Full database on police PR and FOI spending Here you’ll find a sheet with the main findings, a summary sheet and finally the full detail of all our requests to 52 police forces.
Police forces spending over £39m a year on ‘spin’
Forces employ more than eight PR staff for every Freedom of Information officer and spend nearly ten times more on PR than on FOI
Press Release: 23 May 2008
For Immediate Release
Research published today in The Times reveals that UK police forces are spending an estimated £39.4m on press offices, PR and marketing.
The sum is enough to fund an extra 1,400 full time police officers, or to give officers the full backdated pay rise denied to them by Home Secretary Jacqui Smith.
The research revealed significant differences in the level of spending between forces. At the top of the table is Police Service Northern Ireland, which spent nearly eight times more per person than Derbyshire Constabulary, the force with the lowest PR budget.
Spending on publicity and promotion has increased far above the rate of inflation, at a time when many police forces face serious budgetary pressure. Overall spending on press and PR has increased 13.3 per cent since 2005, but some rural forces had much larger increases: Cumbria constabulary more than doubled its PR expenditure since 2005, and Dyfed Powys went up 77.3 per cent from 2005 to 2007.
The study, carried out by James Ball and Freedom of Information campaigner Heather Brooke, also showed serious shortcomings in the police’s attitude to Freedom of Information laws.
Ms Brooke said:
The police are paid to enforce crime not manage the public’s perception of crime. If police are serious about keeping residents informed they should put more money into freedom of information which deals with answering questions people actually want to know.
Also all crime incidents should be published, broken down by either street level or first section of postcode. Then we would all know precisely how safe or endangered we are. This information is already available to certain privileged people. That’s not right. Everyone should have access.
Only 19 of the 52 forces contacted responded within the legal time limit, and many forces provided incomplete or poor quality information. At least two forces revised their figures close to publication once their press office was contacted for comment.
On average, police forces employ more than eight PR staff for each FOI officer and spend nearly ten times more on PR than on Freedom of Information, leaving FOI officers struggling to deal with responses. One told the researchers: “I have been doing three people’s jobs for the past month and have been drowning with the workload”
The Metropolitan Police, which spent more than £6 million on public relations in 2007/8, included a £250,000 contribution to The Londoner, a free newspaper distributed to 2.8 million homes by Ken Livingstone, the former Mayor of London, which Boris Johnson has labelled a “propaganda sheet” and pledged to scrap. By contrast, the Met spent only £25,000 promoting Crimestoppers and Neighbourhood Watch in 2005/6.

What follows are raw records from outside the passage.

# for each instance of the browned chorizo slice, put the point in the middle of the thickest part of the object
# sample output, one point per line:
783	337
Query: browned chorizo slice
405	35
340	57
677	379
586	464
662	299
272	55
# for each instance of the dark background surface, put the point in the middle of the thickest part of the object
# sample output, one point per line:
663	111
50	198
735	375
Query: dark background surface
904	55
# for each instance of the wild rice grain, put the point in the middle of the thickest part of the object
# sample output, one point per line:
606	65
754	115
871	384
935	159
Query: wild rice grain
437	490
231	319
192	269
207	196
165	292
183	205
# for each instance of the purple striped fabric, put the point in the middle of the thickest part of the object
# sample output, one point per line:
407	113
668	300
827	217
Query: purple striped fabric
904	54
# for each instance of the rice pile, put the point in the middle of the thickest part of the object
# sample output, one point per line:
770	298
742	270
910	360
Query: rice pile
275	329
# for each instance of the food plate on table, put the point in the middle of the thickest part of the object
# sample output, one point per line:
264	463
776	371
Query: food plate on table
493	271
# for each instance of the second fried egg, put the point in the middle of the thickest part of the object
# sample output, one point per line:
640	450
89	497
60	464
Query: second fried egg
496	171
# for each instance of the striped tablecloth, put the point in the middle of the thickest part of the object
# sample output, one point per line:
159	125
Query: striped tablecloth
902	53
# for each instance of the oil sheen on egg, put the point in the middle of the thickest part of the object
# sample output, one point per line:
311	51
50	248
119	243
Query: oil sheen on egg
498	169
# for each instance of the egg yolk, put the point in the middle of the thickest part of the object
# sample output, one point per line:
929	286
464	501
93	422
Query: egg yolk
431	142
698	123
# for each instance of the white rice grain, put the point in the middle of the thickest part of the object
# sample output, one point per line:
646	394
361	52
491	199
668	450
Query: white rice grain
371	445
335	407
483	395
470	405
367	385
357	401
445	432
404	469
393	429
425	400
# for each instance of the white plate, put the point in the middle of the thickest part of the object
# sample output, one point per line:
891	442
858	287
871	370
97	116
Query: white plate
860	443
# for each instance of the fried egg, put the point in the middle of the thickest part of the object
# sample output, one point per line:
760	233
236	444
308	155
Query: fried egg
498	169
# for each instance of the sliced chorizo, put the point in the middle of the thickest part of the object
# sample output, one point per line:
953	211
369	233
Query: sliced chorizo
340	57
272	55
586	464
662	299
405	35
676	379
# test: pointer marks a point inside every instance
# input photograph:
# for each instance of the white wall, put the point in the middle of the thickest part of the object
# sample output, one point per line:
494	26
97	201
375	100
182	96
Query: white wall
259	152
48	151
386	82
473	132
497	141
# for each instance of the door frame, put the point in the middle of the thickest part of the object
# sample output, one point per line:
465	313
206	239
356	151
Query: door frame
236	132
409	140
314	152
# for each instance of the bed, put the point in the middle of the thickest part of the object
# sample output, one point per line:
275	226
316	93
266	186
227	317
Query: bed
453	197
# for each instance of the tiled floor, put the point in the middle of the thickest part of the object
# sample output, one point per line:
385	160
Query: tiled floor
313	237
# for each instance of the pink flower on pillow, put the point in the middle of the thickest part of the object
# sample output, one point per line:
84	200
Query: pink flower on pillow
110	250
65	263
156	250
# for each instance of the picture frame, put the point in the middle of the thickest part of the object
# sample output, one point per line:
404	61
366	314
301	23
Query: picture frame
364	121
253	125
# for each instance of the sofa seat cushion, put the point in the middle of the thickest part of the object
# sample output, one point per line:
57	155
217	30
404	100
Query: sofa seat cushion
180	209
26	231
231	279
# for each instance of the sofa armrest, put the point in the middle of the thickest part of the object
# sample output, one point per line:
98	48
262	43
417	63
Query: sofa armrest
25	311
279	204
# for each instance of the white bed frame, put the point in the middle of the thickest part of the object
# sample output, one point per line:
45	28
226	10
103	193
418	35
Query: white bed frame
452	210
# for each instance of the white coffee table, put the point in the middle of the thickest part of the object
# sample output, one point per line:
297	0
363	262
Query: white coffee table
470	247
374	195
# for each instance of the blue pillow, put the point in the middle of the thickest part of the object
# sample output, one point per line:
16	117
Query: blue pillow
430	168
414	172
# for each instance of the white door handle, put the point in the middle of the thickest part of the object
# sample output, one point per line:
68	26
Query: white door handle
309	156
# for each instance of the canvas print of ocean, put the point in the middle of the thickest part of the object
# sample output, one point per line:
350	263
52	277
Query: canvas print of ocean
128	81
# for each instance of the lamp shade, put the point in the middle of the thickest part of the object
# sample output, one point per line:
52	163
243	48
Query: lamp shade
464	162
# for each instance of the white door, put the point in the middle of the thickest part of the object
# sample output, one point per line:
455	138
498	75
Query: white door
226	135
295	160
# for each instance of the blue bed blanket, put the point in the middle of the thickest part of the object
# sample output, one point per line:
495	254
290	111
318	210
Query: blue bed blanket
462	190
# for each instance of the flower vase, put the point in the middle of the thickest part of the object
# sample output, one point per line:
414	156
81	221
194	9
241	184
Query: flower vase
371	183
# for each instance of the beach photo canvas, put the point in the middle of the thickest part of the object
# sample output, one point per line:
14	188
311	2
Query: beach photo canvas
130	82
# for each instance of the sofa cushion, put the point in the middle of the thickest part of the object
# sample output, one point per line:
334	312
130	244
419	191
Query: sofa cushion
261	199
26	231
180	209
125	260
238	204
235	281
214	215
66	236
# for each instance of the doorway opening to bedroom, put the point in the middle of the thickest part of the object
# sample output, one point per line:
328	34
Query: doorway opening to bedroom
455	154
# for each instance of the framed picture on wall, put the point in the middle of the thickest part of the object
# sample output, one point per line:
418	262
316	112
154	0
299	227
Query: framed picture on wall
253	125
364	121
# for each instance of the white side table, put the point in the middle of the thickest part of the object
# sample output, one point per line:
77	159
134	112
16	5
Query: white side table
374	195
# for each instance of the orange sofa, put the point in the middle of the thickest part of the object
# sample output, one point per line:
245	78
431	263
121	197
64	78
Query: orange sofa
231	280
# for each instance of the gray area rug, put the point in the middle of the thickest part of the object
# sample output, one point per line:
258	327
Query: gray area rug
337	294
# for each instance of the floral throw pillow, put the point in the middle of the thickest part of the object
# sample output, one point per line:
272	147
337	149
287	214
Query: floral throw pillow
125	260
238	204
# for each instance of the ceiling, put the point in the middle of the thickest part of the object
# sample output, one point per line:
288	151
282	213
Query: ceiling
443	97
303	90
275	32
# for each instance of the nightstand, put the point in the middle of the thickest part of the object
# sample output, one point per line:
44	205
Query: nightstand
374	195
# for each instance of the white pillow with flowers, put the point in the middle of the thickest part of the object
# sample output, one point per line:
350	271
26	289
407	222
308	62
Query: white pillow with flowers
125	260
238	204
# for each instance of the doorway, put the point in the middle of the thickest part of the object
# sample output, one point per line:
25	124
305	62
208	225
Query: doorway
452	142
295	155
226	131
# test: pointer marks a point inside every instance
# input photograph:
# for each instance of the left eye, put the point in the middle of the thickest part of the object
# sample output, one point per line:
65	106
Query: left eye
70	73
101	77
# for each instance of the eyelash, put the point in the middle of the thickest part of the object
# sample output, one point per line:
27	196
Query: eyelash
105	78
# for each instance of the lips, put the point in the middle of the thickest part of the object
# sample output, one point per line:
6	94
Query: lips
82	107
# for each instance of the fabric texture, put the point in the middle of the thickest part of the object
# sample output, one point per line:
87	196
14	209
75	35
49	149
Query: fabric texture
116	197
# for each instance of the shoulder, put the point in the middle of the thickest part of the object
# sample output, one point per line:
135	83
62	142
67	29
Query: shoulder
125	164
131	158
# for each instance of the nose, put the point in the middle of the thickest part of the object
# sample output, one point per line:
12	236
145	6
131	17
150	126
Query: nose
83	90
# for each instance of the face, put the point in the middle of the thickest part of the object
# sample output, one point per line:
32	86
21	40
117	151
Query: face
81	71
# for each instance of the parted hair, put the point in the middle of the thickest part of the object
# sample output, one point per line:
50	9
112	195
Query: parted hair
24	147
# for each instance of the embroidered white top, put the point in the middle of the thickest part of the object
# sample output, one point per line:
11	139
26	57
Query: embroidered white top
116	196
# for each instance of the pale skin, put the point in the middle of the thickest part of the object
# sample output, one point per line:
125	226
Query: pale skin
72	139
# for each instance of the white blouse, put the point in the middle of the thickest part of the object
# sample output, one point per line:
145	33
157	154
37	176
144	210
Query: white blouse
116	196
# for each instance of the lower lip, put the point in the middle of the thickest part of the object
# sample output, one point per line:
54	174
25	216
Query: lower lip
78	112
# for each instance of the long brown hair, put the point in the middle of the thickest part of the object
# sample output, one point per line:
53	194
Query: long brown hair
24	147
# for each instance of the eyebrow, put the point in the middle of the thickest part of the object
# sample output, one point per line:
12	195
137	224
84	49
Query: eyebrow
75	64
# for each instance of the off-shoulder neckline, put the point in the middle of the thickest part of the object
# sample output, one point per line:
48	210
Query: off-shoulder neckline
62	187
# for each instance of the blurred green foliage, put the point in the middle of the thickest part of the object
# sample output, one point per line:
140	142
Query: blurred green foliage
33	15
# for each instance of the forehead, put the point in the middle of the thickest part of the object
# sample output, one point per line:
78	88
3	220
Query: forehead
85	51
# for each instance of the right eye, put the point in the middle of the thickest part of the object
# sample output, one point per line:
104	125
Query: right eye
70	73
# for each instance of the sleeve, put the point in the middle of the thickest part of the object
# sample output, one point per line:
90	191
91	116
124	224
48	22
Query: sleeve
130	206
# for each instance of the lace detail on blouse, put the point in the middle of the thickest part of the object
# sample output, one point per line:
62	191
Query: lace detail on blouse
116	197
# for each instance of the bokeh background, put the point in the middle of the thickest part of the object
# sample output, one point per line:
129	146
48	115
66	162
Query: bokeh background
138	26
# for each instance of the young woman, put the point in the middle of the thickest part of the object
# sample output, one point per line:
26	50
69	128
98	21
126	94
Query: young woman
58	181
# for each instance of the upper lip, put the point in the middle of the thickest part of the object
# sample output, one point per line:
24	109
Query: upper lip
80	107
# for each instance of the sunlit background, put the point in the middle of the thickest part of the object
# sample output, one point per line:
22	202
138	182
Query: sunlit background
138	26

Thames Valley Police more than doubled its PR budget between 2005 and 2007 even though the force’s overall budget went up by just 5.8 per cent in that time and it anticipates a £9 million “funding gap” this coming year. The force said extra staff had been hired to develop its website and promote neighbourhood policing, while printing costs had also risen.
The research was conducted using the Freedom of Information Act. All 52 police forces in England, Wales, Scotland and Northern Ireland were contacted. Four forces – Cleveland Constabulary, North Wales, South Wales and Strathclyde – either did not respond or provided data too approximate to use. North Yorkshire Police refused to answer the FOI request.